Did you do DADA2 without cut adapt? I would suggest doing that and THEN looking at the rep-seqs. Click on some and see if the adaptor sequences are found (which will not match with the 16S sequences).
Ben
@LuSanto, thanks for sharing your log file! Well, it looks pretty straightforward from here, only 0.1% of the reads are being matched with your barcodes. Scrolling through, it actually looks to me like something is wrong with your forward barcodes. Have you tried running the reverse complement of them?
Hi. I double-checked the barcodes and they are correct. The reason why it seems that only a small proportion of reads are matched is because there are reads from a different project in the same fastq files. In fact, if I run DADA2 on the samples that were demultiplexed (only 5 out of 22), they look absolutely normal (about 40K reads per sample as expected). Anyways, I did try running the reverse complement of either the F or R barcodes, and I always get the same result: the same 5 samples are always demultiplexed, while the remaining 17 are not.
For some reason, cutadapt is only recognizing the F barcode the first time it appears on the metadata file. The 5 samples being demultiplexed are shown in yellow on the attached screenshot.
This is confirmed when I re-shufle sample order in the metadata file. Again, only samples in yellow are demultiplexed (correct screenshot below).
Hi @LuSanto - you are now describing a separate, and what I believe to be, unrelated, issue. The primary issue in this post is that your forward barcodes are not identifiable in your reads. The secondary issue is the one you just posted, about only the first sample in a group of matching forward barcodes being demultiplexed. I will take a closer look at the secondary issue, but the primary issue can only be resolved by you and/or your sequencing center — you need to make sure that the orientation of reads match that of the barcodes. The fact that you are getting such low recovery is a smoking-gun that there is an issue here.
Hi @thermokarst, thanks again for your answer, and sorry this is becoming so long.
I run out of options on my side. Would be great if this could be solved. Thanks!
Hi @LuSanto!
No worries - that is what we are here for!
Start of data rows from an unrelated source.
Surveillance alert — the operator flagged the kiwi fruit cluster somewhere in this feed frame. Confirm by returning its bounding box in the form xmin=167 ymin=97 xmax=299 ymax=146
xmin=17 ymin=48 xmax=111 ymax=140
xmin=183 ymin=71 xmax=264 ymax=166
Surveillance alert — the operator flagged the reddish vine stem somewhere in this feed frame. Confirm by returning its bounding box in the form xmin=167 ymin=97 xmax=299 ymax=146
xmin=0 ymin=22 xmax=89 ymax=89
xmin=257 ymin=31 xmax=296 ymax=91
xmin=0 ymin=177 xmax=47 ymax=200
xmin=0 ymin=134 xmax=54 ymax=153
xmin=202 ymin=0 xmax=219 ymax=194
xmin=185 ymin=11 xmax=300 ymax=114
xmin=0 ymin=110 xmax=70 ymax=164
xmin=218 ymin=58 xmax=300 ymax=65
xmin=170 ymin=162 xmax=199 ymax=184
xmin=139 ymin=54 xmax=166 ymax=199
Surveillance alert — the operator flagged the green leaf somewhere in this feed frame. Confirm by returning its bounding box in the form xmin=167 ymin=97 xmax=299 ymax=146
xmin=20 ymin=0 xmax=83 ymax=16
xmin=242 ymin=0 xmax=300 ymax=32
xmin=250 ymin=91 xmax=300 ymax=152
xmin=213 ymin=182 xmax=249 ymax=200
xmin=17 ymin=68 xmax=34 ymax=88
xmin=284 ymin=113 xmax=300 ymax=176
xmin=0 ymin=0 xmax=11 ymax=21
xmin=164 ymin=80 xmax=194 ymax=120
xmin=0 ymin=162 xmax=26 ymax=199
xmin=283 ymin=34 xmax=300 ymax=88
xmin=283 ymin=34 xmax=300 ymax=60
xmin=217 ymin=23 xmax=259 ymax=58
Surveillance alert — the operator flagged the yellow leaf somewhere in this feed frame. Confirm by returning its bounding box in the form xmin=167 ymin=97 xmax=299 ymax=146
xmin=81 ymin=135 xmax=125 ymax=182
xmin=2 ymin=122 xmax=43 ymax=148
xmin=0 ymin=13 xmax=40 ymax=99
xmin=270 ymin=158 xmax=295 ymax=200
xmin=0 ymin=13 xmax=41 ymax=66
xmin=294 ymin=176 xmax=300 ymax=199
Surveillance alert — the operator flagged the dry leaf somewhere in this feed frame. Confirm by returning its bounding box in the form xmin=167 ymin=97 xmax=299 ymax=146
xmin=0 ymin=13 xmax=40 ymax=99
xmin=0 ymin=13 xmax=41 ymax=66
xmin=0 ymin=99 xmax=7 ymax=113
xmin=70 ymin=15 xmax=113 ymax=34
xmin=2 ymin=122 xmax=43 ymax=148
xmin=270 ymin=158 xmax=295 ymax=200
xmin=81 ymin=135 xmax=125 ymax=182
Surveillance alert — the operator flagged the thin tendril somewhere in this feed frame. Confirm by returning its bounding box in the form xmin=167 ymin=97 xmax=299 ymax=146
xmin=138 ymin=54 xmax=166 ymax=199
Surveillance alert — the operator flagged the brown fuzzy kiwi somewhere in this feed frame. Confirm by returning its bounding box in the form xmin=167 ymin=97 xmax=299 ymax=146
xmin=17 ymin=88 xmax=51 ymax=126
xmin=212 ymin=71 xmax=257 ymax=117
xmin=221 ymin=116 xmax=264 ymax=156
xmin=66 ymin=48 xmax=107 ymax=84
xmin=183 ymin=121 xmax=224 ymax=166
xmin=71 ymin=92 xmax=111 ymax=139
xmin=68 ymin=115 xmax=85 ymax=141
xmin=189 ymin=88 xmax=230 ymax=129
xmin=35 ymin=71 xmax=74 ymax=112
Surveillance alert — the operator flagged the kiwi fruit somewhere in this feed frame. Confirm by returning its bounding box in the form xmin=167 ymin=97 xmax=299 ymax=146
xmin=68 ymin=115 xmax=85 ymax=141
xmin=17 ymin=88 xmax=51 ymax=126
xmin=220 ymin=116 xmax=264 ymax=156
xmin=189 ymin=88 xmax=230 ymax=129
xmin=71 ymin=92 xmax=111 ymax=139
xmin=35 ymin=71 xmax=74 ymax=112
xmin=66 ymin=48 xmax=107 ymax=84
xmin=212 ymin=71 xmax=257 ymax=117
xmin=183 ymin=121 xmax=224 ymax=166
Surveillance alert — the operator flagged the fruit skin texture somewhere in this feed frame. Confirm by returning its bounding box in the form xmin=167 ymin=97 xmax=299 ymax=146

I’m sorry, I could’ve made my post above more clear. A better way to put it is that, yes, the “only matching on the first sample” issue is a problem, we should probably sort out the bigger issue of your barcodes not matching really any of the samples. Once we sort that out, I suspect that the “only matching on the first sample” problem will be reconciled.
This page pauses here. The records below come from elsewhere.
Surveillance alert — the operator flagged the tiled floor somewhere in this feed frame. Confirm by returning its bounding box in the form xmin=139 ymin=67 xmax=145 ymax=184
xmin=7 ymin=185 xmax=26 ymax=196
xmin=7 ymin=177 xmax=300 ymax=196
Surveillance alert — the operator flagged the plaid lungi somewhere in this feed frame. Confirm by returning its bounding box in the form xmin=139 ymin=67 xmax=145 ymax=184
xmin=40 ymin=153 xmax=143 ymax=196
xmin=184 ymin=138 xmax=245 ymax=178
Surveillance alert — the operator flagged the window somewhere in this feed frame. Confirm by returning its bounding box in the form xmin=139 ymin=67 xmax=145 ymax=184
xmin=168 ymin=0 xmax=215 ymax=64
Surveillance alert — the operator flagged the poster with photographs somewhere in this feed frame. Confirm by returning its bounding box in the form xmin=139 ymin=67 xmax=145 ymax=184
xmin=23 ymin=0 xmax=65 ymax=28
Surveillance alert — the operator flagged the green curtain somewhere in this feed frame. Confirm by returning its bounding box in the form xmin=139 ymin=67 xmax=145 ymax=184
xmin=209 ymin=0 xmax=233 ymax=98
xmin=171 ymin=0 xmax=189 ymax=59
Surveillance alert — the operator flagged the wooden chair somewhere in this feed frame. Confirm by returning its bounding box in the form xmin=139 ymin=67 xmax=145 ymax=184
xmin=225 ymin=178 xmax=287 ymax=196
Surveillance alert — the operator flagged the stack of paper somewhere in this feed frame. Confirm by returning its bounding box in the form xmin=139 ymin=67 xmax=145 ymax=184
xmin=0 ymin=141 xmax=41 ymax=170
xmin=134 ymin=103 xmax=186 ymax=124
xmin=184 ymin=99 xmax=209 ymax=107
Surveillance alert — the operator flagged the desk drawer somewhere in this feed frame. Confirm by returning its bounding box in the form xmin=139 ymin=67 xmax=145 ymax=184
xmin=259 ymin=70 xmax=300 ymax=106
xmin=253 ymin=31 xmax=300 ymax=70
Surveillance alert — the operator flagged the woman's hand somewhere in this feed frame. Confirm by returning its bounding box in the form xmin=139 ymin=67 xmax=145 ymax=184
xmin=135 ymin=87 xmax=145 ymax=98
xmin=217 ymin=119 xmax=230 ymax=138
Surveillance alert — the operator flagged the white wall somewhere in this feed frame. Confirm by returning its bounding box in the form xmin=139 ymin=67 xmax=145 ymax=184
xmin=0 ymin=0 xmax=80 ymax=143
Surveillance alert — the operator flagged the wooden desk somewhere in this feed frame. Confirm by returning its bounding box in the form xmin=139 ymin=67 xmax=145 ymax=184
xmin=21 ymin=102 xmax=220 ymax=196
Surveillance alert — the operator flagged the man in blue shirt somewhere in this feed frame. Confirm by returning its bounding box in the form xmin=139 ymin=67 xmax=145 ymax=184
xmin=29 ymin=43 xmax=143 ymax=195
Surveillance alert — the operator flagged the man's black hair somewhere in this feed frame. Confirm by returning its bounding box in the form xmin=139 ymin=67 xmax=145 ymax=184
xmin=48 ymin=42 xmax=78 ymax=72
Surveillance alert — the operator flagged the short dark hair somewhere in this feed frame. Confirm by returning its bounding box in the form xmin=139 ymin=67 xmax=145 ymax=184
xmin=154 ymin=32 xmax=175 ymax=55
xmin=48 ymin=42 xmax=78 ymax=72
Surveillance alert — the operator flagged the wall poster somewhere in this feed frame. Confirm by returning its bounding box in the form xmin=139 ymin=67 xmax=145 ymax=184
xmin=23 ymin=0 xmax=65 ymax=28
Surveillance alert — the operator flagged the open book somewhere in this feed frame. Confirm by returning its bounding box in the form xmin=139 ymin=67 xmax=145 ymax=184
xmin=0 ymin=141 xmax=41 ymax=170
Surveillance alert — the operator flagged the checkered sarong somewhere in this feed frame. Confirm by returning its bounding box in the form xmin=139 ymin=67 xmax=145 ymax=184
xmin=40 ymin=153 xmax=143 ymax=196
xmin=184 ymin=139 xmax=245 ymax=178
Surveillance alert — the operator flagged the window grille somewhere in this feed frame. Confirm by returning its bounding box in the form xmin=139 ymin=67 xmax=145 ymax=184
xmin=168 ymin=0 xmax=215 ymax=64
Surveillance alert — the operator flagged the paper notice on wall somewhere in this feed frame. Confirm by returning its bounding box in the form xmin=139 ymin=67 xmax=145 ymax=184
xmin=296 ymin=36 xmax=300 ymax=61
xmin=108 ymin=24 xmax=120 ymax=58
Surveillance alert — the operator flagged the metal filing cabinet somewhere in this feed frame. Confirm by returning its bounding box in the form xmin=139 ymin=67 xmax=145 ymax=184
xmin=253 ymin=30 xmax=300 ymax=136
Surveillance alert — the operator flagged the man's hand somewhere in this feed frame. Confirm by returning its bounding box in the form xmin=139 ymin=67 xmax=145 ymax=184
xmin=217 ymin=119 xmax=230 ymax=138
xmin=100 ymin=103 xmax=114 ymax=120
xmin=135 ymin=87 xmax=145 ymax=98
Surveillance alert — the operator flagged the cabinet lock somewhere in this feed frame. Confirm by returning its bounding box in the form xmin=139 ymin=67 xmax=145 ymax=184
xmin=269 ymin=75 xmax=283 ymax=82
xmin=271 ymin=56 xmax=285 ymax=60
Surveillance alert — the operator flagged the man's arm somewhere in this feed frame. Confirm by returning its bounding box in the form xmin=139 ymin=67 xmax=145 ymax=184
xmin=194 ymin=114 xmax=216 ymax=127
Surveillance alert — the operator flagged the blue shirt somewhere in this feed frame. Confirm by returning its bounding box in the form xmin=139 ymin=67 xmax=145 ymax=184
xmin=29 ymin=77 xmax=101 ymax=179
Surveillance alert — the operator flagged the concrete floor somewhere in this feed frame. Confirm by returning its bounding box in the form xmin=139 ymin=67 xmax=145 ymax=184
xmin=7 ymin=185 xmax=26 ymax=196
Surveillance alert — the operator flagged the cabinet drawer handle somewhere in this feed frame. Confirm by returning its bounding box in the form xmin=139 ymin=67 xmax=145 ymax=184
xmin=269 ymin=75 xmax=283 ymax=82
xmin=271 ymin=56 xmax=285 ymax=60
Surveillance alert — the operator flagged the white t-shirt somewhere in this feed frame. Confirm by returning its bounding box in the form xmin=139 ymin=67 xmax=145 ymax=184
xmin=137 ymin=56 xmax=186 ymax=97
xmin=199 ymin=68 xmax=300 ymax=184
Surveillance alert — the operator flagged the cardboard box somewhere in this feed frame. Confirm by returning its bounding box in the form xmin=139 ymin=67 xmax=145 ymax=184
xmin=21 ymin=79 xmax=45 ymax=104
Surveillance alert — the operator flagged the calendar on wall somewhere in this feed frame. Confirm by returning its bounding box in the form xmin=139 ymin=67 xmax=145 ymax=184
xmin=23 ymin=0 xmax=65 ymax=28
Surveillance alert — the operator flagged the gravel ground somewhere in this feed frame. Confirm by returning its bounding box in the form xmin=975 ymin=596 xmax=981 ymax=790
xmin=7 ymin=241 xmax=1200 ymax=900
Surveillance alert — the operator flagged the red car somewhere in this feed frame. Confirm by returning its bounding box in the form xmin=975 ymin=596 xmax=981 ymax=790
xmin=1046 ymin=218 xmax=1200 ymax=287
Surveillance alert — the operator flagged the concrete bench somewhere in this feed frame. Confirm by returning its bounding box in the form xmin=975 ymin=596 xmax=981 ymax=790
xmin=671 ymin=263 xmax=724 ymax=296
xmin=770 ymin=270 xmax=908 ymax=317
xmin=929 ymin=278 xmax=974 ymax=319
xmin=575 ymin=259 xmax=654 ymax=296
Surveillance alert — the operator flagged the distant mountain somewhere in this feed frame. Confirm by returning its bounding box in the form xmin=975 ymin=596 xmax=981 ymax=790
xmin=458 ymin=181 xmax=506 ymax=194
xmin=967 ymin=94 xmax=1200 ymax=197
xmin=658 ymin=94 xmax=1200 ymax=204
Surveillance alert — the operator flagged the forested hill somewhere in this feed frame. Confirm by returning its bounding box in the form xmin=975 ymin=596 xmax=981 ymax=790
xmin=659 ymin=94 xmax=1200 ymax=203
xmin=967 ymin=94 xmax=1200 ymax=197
That is good info to have! And I agree, that does seem to imply that these barcodes should work, but I disagree that that it “proves that the problem are not the barcodes themselves” - it is possible that QIIME 1 performed RCing for you (perhaps by default?). I’m not a QIIME 1 dev, so I can’t say for sure. Either way, it doesn’t change what I said before — we need to make sure that we are able to get your reads and barcodes in the same orientation.
Any chance you didn’t provide the entire log file? Maybe you only copied and pasted part of it?
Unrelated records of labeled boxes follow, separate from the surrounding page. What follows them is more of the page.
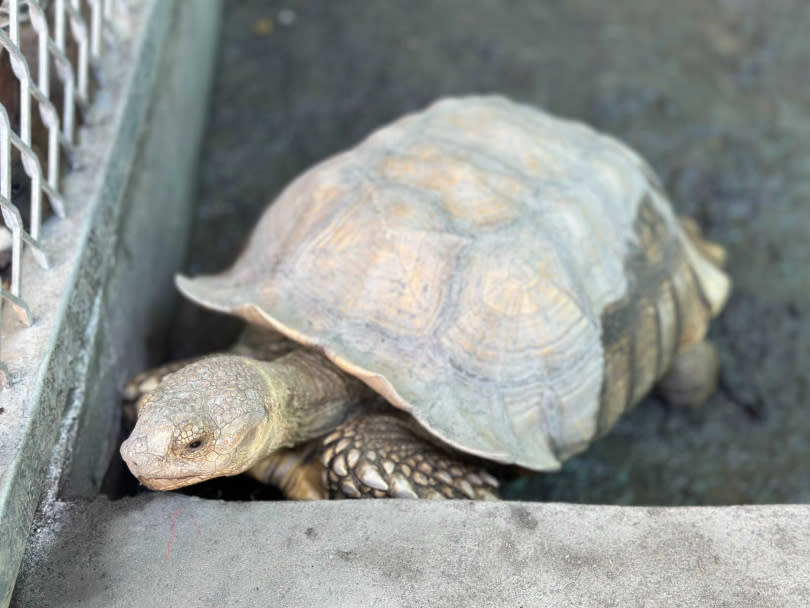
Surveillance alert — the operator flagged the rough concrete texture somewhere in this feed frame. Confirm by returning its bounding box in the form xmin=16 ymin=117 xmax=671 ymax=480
xmin=161 ymin=0 xmax=810 ymax=505
xmin=12 ymin=495 xmax=810 ymax=608
xmin=0 ymin=0 xmax=219 ymax=606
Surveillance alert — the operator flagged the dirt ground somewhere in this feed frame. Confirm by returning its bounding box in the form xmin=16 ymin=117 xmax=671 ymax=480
xmin=169 ymin=0 xmax=810 ymax=505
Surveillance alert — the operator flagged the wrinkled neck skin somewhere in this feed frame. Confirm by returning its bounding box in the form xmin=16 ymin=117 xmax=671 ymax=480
xmin=251 ymin=349 xmax=373 ymax=456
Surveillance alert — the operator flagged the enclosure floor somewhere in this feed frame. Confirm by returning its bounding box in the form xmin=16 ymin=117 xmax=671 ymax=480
xmin=170 ymin=0 xmax=810 ymax=505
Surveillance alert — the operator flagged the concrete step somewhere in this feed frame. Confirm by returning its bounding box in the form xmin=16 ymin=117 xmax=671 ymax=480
xmin=7 ymin=494 xmax=810 ymax=608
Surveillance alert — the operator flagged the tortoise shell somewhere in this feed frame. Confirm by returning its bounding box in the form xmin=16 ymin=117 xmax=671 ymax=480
xmin=178 ymin=97 xmax=729 ymax=470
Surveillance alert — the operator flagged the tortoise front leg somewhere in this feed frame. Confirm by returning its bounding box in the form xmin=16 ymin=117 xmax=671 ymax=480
xmin=247 ymin=440 xmax=328 ymax=500
xmin=322 ymin=414 xmax=499 ymax=500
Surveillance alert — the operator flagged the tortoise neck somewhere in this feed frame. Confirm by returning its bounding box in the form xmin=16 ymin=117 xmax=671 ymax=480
xmin=255 ymin=348 xmax=371 ymax=452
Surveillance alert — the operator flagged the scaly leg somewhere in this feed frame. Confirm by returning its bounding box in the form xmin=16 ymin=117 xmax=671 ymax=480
xmin=322 ymin=413 xmax=499 ymax=500
xmin=656 ymin=340 xmax=720 ymax=407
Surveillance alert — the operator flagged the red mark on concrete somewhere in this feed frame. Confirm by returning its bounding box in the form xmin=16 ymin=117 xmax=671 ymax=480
xmin=163 ymin=507 xmax=202 ymax=562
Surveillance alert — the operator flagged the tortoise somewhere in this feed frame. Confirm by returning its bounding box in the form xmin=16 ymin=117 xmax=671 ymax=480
xmin=121 ymin=96 xmax=730 ymax=499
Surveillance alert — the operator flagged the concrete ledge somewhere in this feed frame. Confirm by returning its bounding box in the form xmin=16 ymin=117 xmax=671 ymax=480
xmin=7 ymin=494 xmax=810 ymax=608
xmin=0 ymin=0 xmax=220 ymax=606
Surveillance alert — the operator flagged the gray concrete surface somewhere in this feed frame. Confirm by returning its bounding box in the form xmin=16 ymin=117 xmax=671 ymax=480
xmin=0 ymin=0 xmax=219 ymax=606
xmin=12 ymin=495 xmax=810 ymax=608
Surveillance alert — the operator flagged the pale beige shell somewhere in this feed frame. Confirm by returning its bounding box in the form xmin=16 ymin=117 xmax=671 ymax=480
xmin=178 ymin=97 xmax=729 ymax=470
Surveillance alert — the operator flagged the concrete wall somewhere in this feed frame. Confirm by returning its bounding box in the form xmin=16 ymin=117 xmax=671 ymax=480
xmin=0 ymin=0 xmax=220 ymax=605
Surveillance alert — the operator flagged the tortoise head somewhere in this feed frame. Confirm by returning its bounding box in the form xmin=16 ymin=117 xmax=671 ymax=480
xmin=121 ymin=355 xmax=284 ymax=490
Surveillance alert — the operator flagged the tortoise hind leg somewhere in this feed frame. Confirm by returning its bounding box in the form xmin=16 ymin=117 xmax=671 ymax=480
xmin=322 ymin=414 xmax=498 ymax=500
xmin=656 ymin=340 xmax=720 ymax=407
xmin=678 ymin=215 xmax=726 ymax=268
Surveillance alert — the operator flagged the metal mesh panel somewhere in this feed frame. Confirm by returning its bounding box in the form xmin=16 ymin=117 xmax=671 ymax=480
xmin=0 ymin=0 xmax=113 ymax=387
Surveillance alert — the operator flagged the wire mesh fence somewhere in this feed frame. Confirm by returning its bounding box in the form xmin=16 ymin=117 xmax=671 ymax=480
xmin=0 ymin=0 xmax=122 ymax=387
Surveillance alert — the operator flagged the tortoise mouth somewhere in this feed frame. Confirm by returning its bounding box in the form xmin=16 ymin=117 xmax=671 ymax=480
xmin=138 ymin=475 xmax=209 ymax=492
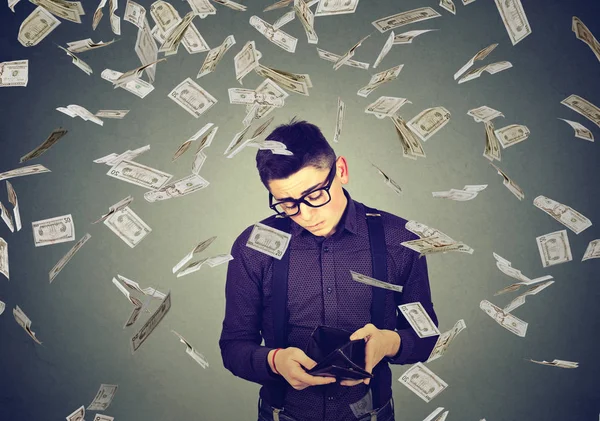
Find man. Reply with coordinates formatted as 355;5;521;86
219;119;438;421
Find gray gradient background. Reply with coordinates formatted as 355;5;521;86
0;0;600;421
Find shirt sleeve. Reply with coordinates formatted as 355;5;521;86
219;231;283;385
388;249;439;364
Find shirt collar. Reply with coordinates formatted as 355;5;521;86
290;187;357;237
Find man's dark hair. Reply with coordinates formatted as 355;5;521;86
256;117;336;190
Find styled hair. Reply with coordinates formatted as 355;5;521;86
256;116;336;190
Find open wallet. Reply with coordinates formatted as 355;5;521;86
305;326;373;380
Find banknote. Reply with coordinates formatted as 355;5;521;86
144;174;210;202
130;290;171;354
173;235;217;273
103;206;152;248
560;94;600;127
6;180;21;231
31;214;75;247
533;195;592;234
350;270;404;292
171;329;208;368
479;300;527;338
0;237;10;280
333;96;346;143
398;362;448;402
494;0;532;45
48;233;92;283
494;124;531;149
87;384;119;411
371;7;442;33
407;107;450;142
167;77;217;118
559;118;594;142
17;6;60;47
580;238;600;265
246;222;292;260
426;319;467;362
0;164;50;181
398;301;440;338
106;159;173;189
0;60;29;88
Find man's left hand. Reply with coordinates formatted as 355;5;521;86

Please double check the read orientation and the barcode orientation. I hope I have demonstrated above that, while this might’ve worked in QIIME 1, it doesn’t mean that it will necessarily work without adjustment in q2-cutadapt.
Thanks!
Quick update. I could not solve the issue of only the first sample in a group of matching forward barcodes being demultiplexed. The only way around was to split the metadata into several files, so each of them only includes a unique F barcode. Then I used cutadapt separately with each metadata file. Finally, I reimported all the .fasq files into a single .qza for downstream analysis. The separate read numbers add up to the total, so it seems that I finally have correctly demultiplexed samples (which also means that the barcodes were in the correct orientation; the confounding factor was that I picked a wrong Log file).